At a recent meeting, there was an interesting discussion on the topic of wheelchairs. My own brother uses a manual wheelchair, and my mother uses a motorized one, so this topic is of particular interest to me.
The current design of wheelchairs remains fairly unsophisticated. The motorized ones are basically a sort of low speed go-kart. The manual ones probably haven't changed much over the past century. Given the ramp-up in maker technology and inexpensive electronics and sensors, surely there are various ways to improve the experience of wheelchair users.
Let's consider some challenges a typical wheelchair user might experience:
The standard joystick-type controller seems intuitive for moving in different directions. However, those with hand strength issues or certain neurological conditions might have difficulty with fine course adjustments.
Add to this the challenge of navigating through narrow doorways or around obstacles. Especially with motorized chairs, it's just too easy to accidentally graze a door frame, or leave an occasional divot in the wall when backing or turning.
The cost of motorized wheelchairs can sometimes be comparable to that of an automobile. What if it were possible to retrofit existing manual wheelchairs with compact motors and batteries, for relatively short distances? Advances such as supercapacitors could make this a practical reality.
So, how to address these challenges? Here are a few ideas I've come up with so far:
The joystick-type directional controller is not remarkably different from any other kind of user interface, such as a mouse.
What about using a mouse touchpad as a wheelchair controller?
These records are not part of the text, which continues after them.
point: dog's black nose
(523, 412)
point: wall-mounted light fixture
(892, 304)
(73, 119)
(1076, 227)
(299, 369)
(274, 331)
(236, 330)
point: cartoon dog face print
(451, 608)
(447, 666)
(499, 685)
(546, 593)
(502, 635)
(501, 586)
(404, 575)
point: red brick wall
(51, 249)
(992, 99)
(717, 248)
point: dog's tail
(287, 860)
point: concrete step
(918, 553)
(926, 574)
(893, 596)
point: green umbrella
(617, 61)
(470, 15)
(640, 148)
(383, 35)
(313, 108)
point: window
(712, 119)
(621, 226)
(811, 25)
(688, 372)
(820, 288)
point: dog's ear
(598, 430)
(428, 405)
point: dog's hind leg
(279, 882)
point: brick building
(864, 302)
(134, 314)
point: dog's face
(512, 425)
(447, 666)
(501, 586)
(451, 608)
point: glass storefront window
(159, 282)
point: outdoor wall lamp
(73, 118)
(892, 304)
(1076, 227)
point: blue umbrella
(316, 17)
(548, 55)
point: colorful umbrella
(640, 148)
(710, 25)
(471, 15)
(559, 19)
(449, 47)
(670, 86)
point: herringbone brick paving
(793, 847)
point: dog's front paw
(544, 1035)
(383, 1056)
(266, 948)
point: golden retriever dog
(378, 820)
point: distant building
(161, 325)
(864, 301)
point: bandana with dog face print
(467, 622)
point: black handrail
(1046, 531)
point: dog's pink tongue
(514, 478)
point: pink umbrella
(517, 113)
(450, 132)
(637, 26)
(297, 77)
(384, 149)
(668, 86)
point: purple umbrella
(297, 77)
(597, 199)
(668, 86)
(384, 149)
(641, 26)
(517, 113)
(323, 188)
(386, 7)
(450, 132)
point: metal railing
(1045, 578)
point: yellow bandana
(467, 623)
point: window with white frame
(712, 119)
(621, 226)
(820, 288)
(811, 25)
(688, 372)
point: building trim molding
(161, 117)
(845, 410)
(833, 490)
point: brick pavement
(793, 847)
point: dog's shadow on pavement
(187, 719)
Alternatively, there are low-cost magnetometers which can sense the angle of a nearby magnet, perhaps embedded in a ring, to provide directional input without the need for gripping force. The maneuvering sensitivity could be adjusted automatically based on motor speed - for example, it might be helpful to reduce sensitivity at higher speeds in order to prevent oversteering.
Most makers have seen the inexpensive ultrasonic sensors used for detecting obstacles. Recently I came across a wearable device which blind persons could use to detect obstacles in their path. These sensors could also be used as proximity sensors when backing up in a wheel chair, with perhaps one at each corner, angled outward, with one in the middle facing straight back. These sensors apparently only gave an angular detection range of about 15 degrees, so multiple sensors might be needed for practical use. Fortunately, these sensors only cost about two dollars apiece, so incorporating an array of these would not be too expensive. They could be inset into the frame of the chair, for example.
Alternatively, computer vision software such as the Open Source "OpenCV" can run on mobile Linux platforms such as the Raspberry Pi. This is much more programming than with sonar devices, but could potentially become much more flexible.
For example, a pair of cameras could provide distance cues based on stereoscopic scene analysis over a wide angle.
The Xbox Kinect uses a pattern of projected dots to calculate distances and movement. There is a developer kit to use a Kinect with a PC. This method could make use of a Windows-based tablet computer to assist in sensing hidden obstacles, or even for vision impaired persons.
The Leap Motion controller is a novel device that can detect fine hand movements in real time, replacing the mouse in specific situations such as gripping a virtual object in Augmented Reality. This technology might be adaptable to provide detailed proximity sensing as well, via the Leap Motion API.
Approaching narrow door frames or other constrained areas can require fine hand movements, which can be challenging for some wheelchair users. Perhaps we can borrow a few ideas from aircraft carrier landing systems!
As I recall from reading somewhere, aircraft carrier pilots use radar or similar technology to guide the aircraft to a safe landing under various conditions. We probably don't require that level of complexity to navigate at low speeds in close quarters. For example, a pair of ultrasonic sensors (as described above) could be used to monitor clearances ahead and slightly to each side when approaching a doorway.
If the distances remain close to equal during the approach, the the chair is centered between the door posts. If a significant difference is detected, then the user could receive some form of feedback to make the necessary steering correction. It may even be possible to kick in automatic feedback to adjust motor speeds as needed to remain centered.
On the subject of instant user feedback, existing visual or auditory signals have their drawbacks. Users should not have to keep looking at a screen while trying to maneuver. Audio feedback might be a better solution, although speakers or earphones can become annoying or interfere with normal spoken communication.
Since the user is already seated, an array of cellphone vibration buzzers may be incorporated into the backrest. The position of these devices can provide discreet situational feedback based on buzz pulse frequency and/or intensity, without interfering with vision or hearing. Even Helen Keller could have used that!